17 yıldır Soma madenlerde çalıştığını belirten bir işçi daha önce böyle bir patlamayı ya da çökmeyi duymadığını söyleyerek, “Sızıntı olabilirdi ama böyle değil. Ama Soma’da şlam patlamasını ilk kez duydum. Aslında orada da 3 vardiya çalışıyorlar, 3-4 operatör vardır illaki. Ama bilemeyiz belki de şlam altında kalan arkadaş iki vardiya çalıştı, belki yorgundu. Sabah saat 6’da yaşanmış olay. Dikkat edin, bir iş kazası ya da iş cinayeti ya sabahın erken saatlerinde uzun çalışmadan sonra yorgunluktan oluyor ya da daha çok üretim baskısından… Soma’da 301 işçinin ölümünde olduğu gibi” diye ifade etti.
"ŞİRKET KÂRINA BAKIYOR"
“Çalışma koşulu kesinlikle yanlış. Devlette olsaydı çalışma da başka olurdu” diyen bir başka işçi de “Havuz kesilip küçük küçük ilerleseydi, tehlikeli olmazdı. Kesin yarın öbür gün çalışma da başlar.

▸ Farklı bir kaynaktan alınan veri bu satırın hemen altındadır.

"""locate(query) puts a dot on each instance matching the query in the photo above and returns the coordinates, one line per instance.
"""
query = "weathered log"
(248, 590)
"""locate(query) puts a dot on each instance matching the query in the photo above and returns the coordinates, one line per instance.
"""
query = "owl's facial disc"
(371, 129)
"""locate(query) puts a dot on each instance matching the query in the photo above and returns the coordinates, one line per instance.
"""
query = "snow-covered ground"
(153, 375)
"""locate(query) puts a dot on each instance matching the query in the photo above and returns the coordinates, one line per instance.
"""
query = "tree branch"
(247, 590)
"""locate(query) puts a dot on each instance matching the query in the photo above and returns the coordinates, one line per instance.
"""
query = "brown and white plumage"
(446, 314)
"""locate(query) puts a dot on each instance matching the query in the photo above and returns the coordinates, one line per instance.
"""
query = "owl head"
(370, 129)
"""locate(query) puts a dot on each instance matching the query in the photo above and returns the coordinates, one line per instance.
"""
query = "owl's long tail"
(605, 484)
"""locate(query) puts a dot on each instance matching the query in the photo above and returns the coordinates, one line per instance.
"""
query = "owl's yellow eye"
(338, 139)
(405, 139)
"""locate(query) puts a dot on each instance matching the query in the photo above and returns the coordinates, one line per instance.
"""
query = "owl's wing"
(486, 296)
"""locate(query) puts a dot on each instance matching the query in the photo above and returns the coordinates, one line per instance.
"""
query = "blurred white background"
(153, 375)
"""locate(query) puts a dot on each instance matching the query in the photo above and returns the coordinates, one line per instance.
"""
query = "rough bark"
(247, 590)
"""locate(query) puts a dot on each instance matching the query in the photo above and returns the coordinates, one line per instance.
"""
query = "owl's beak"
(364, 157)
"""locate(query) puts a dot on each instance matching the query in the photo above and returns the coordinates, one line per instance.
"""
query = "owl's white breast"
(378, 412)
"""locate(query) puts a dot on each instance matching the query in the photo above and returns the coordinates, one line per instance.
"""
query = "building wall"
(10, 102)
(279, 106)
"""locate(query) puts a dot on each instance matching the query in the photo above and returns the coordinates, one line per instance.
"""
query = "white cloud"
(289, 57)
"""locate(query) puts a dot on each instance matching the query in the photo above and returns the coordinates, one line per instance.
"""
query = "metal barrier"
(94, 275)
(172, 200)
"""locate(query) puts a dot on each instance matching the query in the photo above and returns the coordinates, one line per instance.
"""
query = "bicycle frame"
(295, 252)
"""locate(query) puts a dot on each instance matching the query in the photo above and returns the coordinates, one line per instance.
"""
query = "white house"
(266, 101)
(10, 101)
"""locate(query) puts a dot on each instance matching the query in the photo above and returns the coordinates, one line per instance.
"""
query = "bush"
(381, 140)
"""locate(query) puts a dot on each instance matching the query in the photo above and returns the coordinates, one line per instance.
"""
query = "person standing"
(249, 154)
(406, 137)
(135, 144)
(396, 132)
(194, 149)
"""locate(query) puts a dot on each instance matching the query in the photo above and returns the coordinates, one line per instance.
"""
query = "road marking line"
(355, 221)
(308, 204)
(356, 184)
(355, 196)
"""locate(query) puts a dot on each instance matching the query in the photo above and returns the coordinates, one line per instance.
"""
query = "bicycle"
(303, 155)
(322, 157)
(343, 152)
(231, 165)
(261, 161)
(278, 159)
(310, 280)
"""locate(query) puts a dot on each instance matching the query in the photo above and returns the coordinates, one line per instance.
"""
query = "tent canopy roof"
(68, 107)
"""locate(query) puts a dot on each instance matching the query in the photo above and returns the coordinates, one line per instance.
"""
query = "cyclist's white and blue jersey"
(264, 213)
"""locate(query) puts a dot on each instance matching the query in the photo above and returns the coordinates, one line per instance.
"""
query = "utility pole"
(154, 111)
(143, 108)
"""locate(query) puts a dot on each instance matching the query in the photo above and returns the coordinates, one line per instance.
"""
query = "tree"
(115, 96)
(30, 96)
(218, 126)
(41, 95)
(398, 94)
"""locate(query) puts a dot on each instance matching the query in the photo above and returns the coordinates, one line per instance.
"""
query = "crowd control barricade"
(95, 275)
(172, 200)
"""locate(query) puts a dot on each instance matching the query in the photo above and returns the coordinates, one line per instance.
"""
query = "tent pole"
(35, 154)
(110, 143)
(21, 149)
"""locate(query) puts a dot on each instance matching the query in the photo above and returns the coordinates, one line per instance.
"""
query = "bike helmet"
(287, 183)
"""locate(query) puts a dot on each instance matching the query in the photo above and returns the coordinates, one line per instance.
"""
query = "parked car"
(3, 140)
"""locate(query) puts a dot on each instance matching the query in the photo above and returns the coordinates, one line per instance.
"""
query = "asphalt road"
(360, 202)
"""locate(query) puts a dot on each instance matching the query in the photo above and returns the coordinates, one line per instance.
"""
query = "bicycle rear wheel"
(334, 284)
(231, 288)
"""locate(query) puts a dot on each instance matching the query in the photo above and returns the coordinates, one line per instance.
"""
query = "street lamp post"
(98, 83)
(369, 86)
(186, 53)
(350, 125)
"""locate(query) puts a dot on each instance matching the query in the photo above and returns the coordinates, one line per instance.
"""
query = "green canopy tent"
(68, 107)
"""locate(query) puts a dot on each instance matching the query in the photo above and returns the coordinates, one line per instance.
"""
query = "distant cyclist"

Ama o arkadaşımızın bulunması lazım ki bulunsa da çalışmanın başlamaması gerek. Ama işte şirketler böyle bakmıyor. Taş doldura doldura çalışılması lazımdı, önce o alanı doldurmalı. Tabii o da maliyetli. Aynı zamanda pasa döktürecek falan şirket bu, kâr marjına bakıyor” dedi.
"ÜRETİM BASKISI, ALINMAYAN ÖNLEMLER İŞ KAZALARINI YARATTI"
“İşte 301’in olmasının nedenlerinden biri. Ne zaman şirkete geçti, 10 sene sonra yaşandı facia” diyerek söze giren işçi şöyle devam etti: “Devletin aldığı tedbirlerden vazgeçtiler facianın olduğu madende. Mühendislik açısından değil, para getirisi açısından baktılar üretime. Sonuçta olanlar oldu. Burası da öyle, devletten çıktıktan sonra özel yerlerde daha çok yaşanıyor. Devlette iş güvenliği öndedir. Bana orda çalış derler, ben riskli görürsem çalışmam ama şimdi burada öyle olmuyor. Şirket bir an önce çalışılsın, üretilsin ister. Ama kamuda öyle değil daha doğrusu bu kadar değil. Şirket maliyetinden kısmak istemiyor, dinlendirmeden çalışacak. E dinlenmeyen işçi ister istemez yanlış yapacak. Üretim artışı diye diye Soma kömürleri çıkartamayacağı tonda kömür çıkardı. Makine gücü değil bu insan gücü üstelik”.